Who Represents Ner Israel?
Way back during the Great Torah-Science Controversy of 2004-5, one of the strangest aspects of that entire distressing episode (which a certain rabbi recently likened to "a hundred-car pile-up in the fog") was the role of Rav Aharon Feldman, Rosh Yeshivah of Ner Israel in Baltimore. I had known Rav Feldman for many years. When the troubles began, he somehow found out right away, even before any pashkevillim were posted, and called me to offer encouragement. He told me that "Anyone who reads your books properly knows that you are acting lesheym Shamayim and that you are being mezakeh the public." He also recommended that I move to the US, where I would not encounter opposition to my writings. In the ensuing months, he made extensive efforts to prevent the ban from snowballing, including unsuccessful meetings with Rav Elya Ber Wachtfogel, and flying to Israel for a day in order to personally meet with Rav Elyashiv about it.
However, six months later, Rav Feldman made a complete about-turn. He wrote an extensive and rather bizarre essay in which he attempted to entirely justify the ban.
Immediately preceding the release of this essay, Rav Feldman called me for a long meeting. He told me that he had spent the last few weeks in Israel and that he had come under fire for supposedly supporting me. He wasn't happy with that and wanted to make it clear otherwise. And he was upset that the Gedolim had been painted as fools.
Still, even with his explanation, it was a rather strange reversal. Some people told me that Rav Feldman has two conflicting aspects to him: the Baltimore side, and the Bnei Brak side. It was the Bnei Brak side that had prevailed.

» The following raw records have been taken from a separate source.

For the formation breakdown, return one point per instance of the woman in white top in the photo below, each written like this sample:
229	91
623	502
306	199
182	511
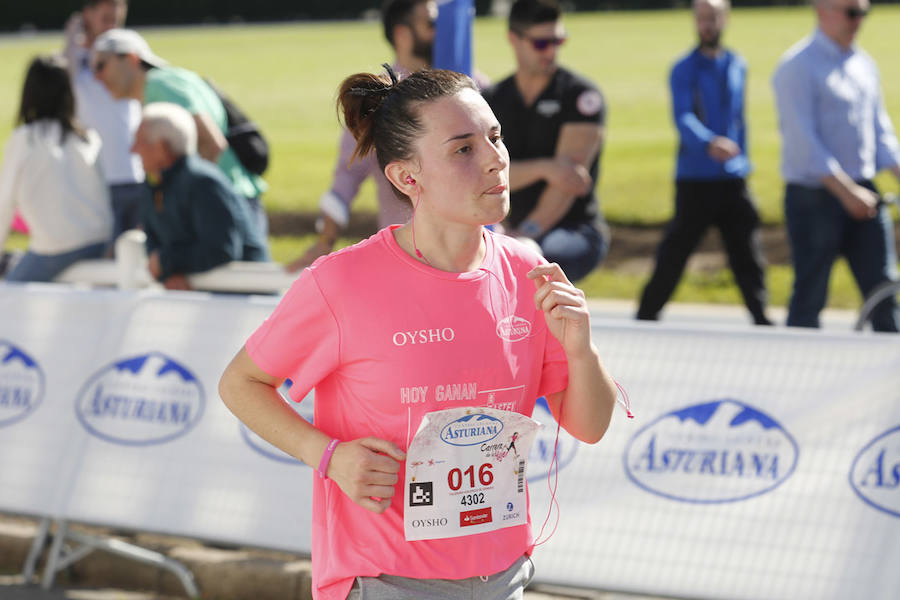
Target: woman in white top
50	172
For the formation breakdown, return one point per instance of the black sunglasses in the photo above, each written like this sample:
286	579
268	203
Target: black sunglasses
544	43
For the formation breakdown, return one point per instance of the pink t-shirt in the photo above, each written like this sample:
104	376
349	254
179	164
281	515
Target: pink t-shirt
384	339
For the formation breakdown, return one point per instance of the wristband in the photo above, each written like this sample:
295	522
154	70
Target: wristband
326	458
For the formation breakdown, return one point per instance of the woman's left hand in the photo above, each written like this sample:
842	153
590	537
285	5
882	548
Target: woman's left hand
564	307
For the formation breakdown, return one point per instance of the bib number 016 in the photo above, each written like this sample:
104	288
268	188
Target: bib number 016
457	477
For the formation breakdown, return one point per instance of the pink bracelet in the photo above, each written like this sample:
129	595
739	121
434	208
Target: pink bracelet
326	458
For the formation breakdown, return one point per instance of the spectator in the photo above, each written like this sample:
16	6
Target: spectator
836	135
123	61
409	29
553	126
710	179
115	120
50	172
195	221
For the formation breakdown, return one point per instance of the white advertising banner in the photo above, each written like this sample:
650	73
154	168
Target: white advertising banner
129	430
761	463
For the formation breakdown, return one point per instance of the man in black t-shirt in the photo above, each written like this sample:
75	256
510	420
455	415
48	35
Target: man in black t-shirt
552	122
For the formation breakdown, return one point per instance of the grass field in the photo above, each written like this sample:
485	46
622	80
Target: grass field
285	76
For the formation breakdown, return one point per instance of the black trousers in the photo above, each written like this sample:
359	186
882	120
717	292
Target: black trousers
728	205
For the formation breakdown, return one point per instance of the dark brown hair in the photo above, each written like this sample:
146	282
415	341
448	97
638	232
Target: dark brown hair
47	94
382	113
525	13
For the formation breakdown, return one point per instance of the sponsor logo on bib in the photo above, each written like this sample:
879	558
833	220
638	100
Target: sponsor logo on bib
471	430
478	516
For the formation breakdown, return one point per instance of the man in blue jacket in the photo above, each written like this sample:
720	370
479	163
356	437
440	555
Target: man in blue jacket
193	218
710	182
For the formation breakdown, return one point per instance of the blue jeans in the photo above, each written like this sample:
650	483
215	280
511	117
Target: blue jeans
820	230
45	267
576	249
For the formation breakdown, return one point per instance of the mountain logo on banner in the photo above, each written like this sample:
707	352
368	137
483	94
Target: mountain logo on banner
540	457
719	451
471	430
875	473
21	384
305	409
141	400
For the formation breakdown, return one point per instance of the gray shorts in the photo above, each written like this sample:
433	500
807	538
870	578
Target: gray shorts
505	585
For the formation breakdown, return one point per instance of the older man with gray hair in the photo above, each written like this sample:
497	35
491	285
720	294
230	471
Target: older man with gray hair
708	88
194	221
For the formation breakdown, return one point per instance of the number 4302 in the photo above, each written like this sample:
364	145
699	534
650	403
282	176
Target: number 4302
456	477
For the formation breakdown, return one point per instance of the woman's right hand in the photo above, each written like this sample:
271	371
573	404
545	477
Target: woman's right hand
367	470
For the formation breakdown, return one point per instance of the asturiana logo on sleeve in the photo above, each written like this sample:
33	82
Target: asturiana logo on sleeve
719	451
471	430
21	384
875	472
141	400
513	328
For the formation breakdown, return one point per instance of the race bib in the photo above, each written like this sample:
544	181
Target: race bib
465	473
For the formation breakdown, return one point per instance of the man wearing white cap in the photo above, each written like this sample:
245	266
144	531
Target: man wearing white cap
127	66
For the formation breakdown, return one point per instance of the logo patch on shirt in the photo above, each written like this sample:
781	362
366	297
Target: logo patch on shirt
589	103
513	328
547	108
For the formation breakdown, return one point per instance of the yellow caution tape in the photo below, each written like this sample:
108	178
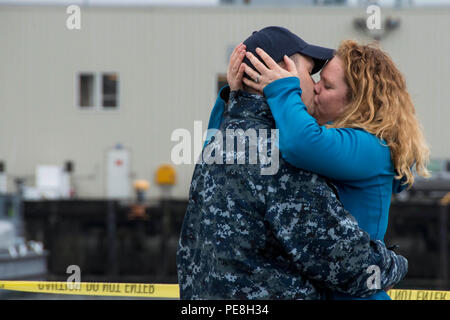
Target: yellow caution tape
148	290
145	290
399	294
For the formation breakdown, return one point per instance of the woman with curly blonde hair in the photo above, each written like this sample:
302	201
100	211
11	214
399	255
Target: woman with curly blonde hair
359	128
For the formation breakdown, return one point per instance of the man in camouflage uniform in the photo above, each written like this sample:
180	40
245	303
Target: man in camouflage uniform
252	232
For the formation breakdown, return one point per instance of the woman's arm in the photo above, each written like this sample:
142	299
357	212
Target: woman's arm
341	154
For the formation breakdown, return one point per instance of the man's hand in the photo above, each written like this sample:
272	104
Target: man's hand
266	75
235	71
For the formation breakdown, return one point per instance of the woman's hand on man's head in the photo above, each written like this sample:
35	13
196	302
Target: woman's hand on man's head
267	75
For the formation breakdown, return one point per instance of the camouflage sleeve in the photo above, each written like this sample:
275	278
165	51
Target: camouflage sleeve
324	240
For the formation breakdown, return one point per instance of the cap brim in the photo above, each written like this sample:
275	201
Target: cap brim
320	55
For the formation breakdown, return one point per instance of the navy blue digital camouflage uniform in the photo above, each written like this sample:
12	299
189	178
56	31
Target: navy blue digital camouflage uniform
286	235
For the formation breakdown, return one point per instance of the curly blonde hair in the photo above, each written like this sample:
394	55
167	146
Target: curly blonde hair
381	105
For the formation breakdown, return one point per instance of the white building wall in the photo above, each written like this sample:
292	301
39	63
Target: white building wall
168	60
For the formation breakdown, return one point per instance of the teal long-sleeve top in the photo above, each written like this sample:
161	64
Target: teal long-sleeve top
357	162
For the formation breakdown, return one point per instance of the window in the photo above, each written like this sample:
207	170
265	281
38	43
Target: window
109	90
98	91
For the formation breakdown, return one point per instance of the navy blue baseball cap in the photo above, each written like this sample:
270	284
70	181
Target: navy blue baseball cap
279	41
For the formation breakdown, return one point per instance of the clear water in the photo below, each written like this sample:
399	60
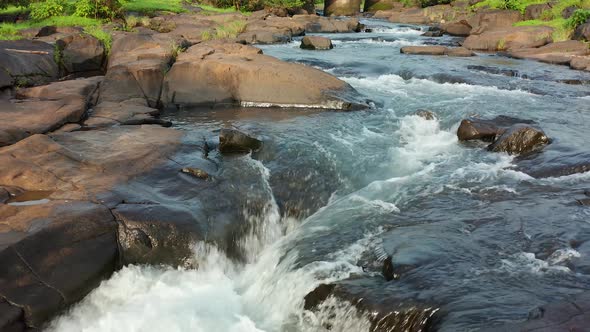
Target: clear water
485	241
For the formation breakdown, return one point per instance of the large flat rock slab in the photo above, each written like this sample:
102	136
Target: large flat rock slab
229	73
44	109
27	63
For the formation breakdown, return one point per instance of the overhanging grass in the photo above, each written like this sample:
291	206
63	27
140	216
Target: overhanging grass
148	7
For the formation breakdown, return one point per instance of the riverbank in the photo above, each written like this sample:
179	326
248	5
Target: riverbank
98	162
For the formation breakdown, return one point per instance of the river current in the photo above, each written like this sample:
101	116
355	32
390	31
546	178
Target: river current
473	234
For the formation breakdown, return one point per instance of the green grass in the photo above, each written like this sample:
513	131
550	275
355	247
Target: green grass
148	7
13	10
560	33
10	31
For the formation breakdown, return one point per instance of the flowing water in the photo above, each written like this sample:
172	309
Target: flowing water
473	234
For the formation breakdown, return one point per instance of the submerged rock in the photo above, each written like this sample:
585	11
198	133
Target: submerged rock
519	139
384	314
234	141
316	43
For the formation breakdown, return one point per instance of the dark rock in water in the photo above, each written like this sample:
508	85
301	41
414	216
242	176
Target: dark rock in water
385	314
497	71
568	11
559	165
81	53
58	265
157	234
582	32
572	314
426	114
437	33
392	271
196	172
316	43
519	139
234	141
486	130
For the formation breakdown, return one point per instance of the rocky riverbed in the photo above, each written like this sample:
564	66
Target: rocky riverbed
366	185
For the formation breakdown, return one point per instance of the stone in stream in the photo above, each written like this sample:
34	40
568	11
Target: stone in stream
384	314
341	7
316	43
426	114
79	53
461	28
556	53
582	32
234	141
509	38
45	108
486	130
200	75
27	63
520	139
437	50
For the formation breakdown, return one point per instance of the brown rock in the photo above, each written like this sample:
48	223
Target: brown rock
534	12
316	43
234	141
27	62
557	53
509	38
53	106
81	53
461	28
519	139
580	63
202	76
342	7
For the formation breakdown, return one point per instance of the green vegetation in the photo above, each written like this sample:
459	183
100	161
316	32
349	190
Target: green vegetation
149	7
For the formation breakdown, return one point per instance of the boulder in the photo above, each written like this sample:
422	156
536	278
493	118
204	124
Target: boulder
461	28
342	7
44	109
493	20
437	50
372	6
28	62
510	38
217	73
580	63
234	141
557	53
81	53
424	50
426	114
316	43
49	257
520	139
568	11
384	314
570	314
319	24
535	12
582	32
486	130
81	164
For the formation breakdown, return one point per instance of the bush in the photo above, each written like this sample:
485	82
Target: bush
47	9
579	17
98	8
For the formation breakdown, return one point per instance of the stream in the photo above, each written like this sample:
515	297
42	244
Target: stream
470	232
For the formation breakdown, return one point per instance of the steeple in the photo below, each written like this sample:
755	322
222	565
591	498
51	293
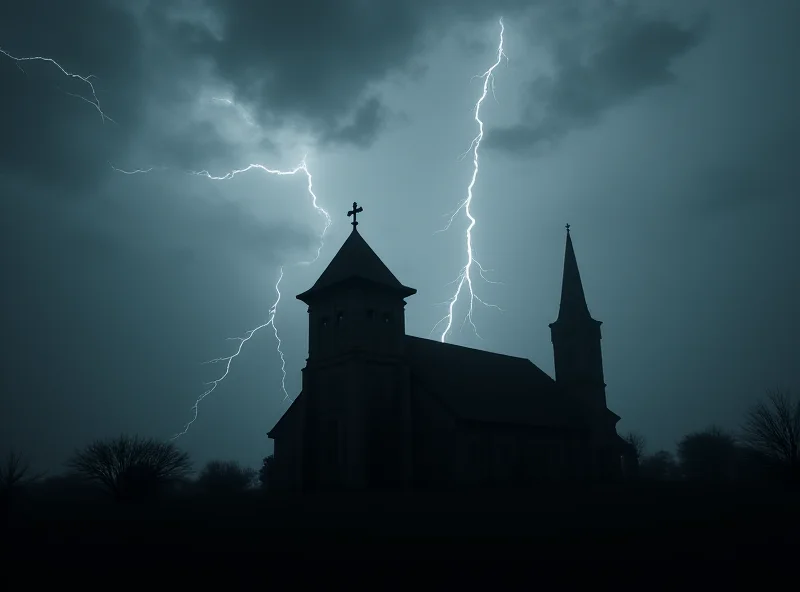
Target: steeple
357	304
573	300
356	261
576	338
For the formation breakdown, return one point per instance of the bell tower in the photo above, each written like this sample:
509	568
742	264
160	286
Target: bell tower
356	383
357	304
576	338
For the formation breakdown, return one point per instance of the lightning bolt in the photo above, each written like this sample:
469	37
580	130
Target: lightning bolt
273	310
465	278
87	80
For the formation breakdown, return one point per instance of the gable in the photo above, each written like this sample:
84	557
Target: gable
486	387
293	409
356	260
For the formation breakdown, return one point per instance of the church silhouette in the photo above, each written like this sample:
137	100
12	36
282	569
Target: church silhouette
380	409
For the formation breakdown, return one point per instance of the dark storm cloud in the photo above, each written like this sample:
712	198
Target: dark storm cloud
46	134
630	54
314	64
308	63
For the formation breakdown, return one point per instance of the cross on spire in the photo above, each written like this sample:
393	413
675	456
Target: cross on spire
354	212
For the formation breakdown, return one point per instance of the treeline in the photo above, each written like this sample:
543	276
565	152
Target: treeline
766	449
130	468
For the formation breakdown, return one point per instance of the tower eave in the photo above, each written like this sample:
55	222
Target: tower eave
401	291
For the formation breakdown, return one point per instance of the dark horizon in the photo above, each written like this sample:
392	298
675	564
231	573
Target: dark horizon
664	134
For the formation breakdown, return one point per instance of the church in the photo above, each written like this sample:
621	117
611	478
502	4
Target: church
380	409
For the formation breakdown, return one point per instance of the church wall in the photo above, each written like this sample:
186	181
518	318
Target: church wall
355	317
286	473
499	455
434	441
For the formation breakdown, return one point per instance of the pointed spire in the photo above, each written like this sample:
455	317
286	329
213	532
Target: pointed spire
573	301
357	261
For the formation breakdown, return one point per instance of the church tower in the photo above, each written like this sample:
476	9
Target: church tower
576	339
356	379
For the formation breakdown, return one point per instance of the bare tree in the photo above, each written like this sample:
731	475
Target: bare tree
224	477
131	467
708	456
660	466
772	428
637	442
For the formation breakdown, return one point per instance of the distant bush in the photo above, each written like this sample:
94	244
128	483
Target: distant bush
131	468
225	477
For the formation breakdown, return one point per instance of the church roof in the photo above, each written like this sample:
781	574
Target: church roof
573	305
357	260
482	386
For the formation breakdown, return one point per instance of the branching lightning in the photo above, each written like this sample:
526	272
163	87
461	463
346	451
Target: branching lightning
273	311
87	80
465	276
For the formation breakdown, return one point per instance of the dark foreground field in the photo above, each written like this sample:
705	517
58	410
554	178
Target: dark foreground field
613	523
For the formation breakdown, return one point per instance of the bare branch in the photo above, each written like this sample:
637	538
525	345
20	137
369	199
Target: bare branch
772	427
638	442
127	467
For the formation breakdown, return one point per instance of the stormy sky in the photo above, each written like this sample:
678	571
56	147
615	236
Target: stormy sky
664	132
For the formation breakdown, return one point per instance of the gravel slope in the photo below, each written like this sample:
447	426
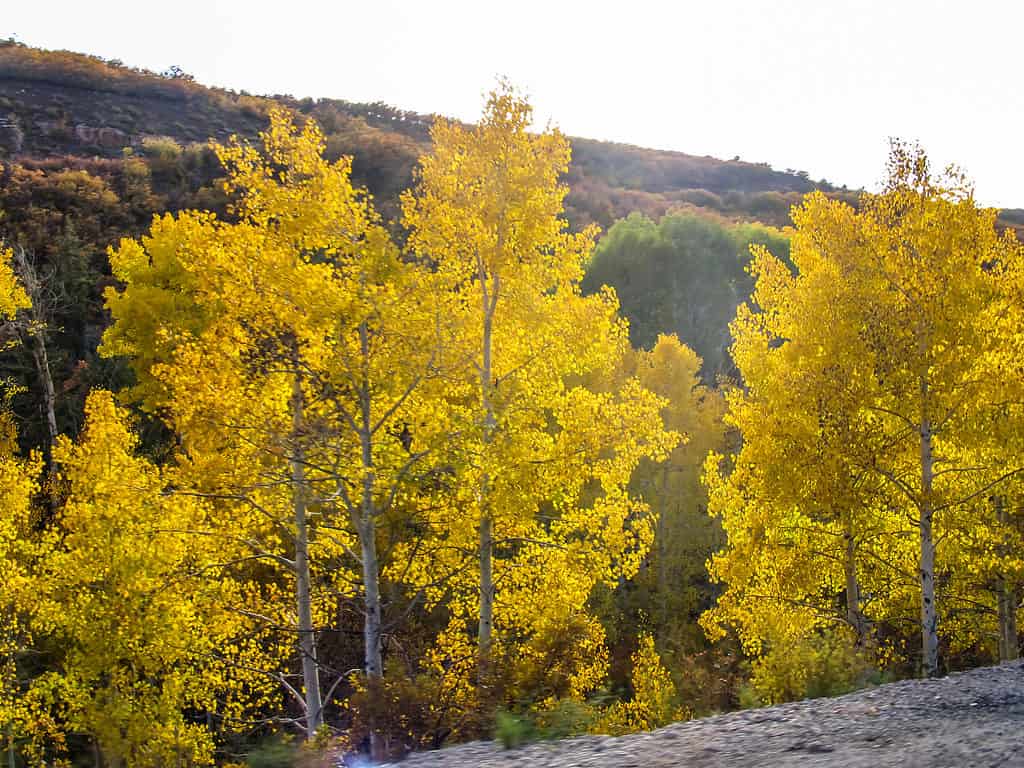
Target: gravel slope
969	719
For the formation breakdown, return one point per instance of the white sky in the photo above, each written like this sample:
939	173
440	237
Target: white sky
816	85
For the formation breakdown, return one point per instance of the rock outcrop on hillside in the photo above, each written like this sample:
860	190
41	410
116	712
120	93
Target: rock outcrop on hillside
969	719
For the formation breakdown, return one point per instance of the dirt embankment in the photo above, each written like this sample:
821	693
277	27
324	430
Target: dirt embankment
969	719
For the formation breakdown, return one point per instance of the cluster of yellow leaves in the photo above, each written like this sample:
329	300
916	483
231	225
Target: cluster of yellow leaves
333	396
12	296
547	461
879	337
142	633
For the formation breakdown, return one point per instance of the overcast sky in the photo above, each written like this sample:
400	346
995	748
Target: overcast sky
815	85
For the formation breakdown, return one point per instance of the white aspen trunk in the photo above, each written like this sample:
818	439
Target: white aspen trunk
1007	600
307	638
486	519
854	616
36	330
367	528
929	616
42	361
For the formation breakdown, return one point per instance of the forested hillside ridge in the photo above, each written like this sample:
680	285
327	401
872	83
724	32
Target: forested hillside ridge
295	469
64	104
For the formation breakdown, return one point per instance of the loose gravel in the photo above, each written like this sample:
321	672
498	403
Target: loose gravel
972	719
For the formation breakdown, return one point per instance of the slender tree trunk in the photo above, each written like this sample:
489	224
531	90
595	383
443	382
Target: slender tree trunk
854	616
373	662
1007	600
486	519
37	332
929	617
42	361
307	638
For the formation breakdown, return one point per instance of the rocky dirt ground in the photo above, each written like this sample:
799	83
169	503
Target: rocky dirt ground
969	719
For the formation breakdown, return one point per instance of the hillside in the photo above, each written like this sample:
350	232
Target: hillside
967	719
60	104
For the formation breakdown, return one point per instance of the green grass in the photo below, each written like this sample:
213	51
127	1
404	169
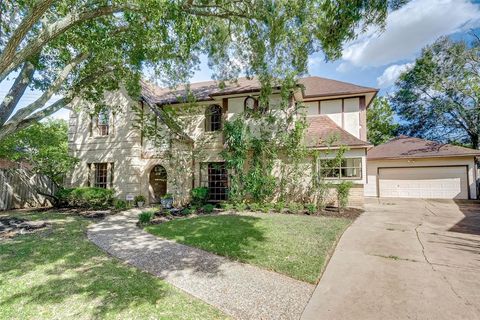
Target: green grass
297	246
58	274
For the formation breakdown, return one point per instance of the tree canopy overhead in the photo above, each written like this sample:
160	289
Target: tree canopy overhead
380	121
439	98
82	48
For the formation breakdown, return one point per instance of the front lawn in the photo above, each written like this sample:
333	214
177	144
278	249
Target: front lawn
56	273
297	246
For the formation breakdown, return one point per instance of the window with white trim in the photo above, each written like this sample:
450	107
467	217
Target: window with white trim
349	168
213	118
103	122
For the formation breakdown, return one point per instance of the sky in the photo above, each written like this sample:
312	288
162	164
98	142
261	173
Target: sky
374	59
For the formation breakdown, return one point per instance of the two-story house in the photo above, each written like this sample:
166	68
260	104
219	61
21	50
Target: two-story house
115	153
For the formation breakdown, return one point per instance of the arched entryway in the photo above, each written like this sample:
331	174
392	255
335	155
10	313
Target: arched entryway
158	182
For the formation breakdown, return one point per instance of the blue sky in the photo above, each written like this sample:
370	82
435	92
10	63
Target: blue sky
376	59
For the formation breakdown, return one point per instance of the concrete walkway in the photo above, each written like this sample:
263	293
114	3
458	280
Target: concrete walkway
404	259
240	290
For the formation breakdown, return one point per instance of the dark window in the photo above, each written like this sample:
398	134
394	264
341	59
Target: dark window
213	118
103	121
350	168
214	176
101	176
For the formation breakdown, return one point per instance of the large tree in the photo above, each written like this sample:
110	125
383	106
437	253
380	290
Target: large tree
380	121
439	98
44	146
82	48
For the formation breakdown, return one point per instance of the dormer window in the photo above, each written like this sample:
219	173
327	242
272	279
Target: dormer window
103	121
213	118
250	104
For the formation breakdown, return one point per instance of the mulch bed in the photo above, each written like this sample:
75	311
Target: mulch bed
11	226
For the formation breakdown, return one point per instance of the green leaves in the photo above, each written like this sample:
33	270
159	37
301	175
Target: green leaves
439	97
380	121
44	146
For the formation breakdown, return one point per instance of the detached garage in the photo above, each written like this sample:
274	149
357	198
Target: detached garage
408	167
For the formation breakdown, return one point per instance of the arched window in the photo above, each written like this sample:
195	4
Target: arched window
213	118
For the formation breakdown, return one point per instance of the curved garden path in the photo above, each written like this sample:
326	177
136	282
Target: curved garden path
240	290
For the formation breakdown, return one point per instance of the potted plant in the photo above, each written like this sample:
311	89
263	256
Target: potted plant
139	200
167	201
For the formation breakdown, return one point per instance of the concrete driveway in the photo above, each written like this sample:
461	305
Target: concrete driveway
404	259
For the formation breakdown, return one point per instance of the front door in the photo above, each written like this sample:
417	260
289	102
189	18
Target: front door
158	182
217	181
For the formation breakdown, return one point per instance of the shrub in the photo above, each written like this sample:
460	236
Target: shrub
199	195
87	197
186	211
139	198
240	206
227	206
145	217
120	204
294	207
311	208
266	207
254	206
279	206
343	192
208	208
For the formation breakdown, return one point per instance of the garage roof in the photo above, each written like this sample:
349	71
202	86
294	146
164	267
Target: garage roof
409	147
206	90
324	132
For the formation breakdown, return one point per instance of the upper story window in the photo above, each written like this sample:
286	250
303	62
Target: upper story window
213	118
103	121
349	168
250	104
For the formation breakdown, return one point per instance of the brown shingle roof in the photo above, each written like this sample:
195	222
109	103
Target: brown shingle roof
319	87
408	147
204	91
322	130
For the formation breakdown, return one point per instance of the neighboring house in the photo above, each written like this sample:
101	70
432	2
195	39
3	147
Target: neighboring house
115	154
416	168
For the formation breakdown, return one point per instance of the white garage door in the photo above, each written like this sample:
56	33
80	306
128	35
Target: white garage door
424	182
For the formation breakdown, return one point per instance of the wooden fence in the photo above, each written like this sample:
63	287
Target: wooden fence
19	188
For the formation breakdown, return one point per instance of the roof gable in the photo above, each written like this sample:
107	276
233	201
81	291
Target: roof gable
321	129
206	90
409	147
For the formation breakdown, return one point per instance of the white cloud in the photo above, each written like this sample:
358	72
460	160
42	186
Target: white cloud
408	29
391	74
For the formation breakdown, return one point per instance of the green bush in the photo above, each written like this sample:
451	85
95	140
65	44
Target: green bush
240	206
87	197
139	198
279	206
254	206
208	208
266	207
120	204
311	208
199	195
343	193
145	217
227	206
186	211
294	207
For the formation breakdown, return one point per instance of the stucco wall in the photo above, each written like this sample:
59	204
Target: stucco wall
133	157
373	165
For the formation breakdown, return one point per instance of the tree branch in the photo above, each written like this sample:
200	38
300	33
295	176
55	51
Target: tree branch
11	128
54	30
16	91
47	94
20	32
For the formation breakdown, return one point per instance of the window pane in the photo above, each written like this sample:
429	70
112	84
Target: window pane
101	175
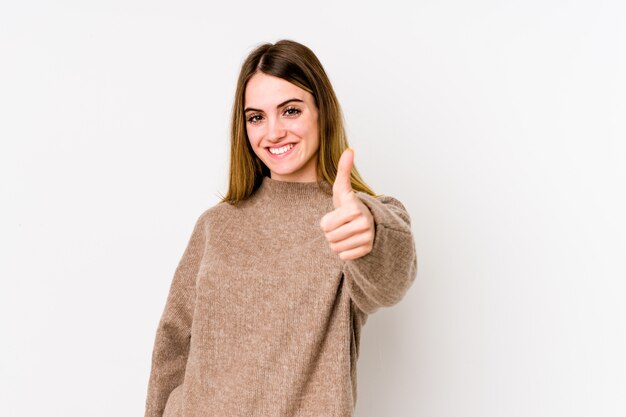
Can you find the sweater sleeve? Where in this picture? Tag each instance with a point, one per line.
(382, 277)
(173, 335)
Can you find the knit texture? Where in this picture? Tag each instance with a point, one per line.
(262, 318)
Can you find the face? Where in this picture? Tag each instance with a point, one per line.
(281, 122)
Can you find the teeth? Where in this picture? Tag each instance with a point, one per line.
(282, 150)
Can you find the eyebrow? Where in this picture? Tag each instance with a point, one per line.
(247, 109)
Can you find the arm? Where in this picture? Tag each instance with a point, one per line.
(171, 346)
(382, 277)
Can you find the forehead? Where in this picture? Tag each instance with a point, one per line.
(267, 91)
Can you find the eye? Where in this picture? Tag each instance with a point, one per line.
(254, 119)
(292, 111)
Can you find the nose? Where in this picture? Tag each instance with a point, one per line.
(275, 130)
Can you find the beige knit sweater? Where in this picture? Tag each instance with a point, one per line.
(263, 319)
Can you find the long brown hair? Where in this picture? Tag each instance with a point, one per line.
(297, 64)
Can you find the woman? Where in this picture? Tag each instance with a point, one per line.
(266, 306)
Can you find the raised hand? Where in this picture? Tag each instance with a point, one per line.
(349, 228)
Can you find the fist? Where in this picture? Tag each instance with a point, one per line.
(349, 228)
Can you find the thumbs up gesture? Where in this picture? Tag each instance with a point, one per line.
(349, 228)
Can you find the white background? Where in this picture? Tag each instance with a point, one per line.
(499, 124)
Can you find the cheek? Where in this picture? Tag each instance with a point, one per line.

But did Rav Feldman's final stance - that it is heresy to say that the universe is billions of years old, that evolution occurred, and that the Sages were fallible in science - reflect the attitude of Ner Israel?
Many people assured me that it didn't. A number of rabbis who are alumni of Ner Israel told me about conversations that they had had with the legendary late Rosh Yeshivah of Ner Israel, Rav Yaakov Weinberg. He had told them that the world was obviously much more than a few thousand years old. He had also told them that there was no problem in saying that man evolved from animals, as long as one accepts that man is on a higher spiritual plane. A number of people told me that although Rav Feldman had been brought in to Ner Israel as Rosh Yeshivah, he wasn't really representative of Ner Israel.
The reason why I mention all this today is that a firestorm has erupted over MK Rabbi Dov Lipman, who is a member of Yair Lapid's Yesh Atid party, the nemesis of the charedim in Israel (although, in truth, probably the best thing that ever happened to them). Rabbi Lipman is a graduate of Ner Israel, from the era when Rav Yaakov Weinberg was Rosh Yeshivah. The Hebrew Mishpachah magazine printed a letter from Rav Aharon Feldman insisting that MK Lipman's positions do not at all reflect the approach of either Ner Israel or Rav Yaakov Weinberg.
Personally, I have absolutely no idea if Rabbi Lipman's positions reflect the approach of Ner Israel or Rav Yaakov Weinberg.
But I know that Rav Feldman's positions don't.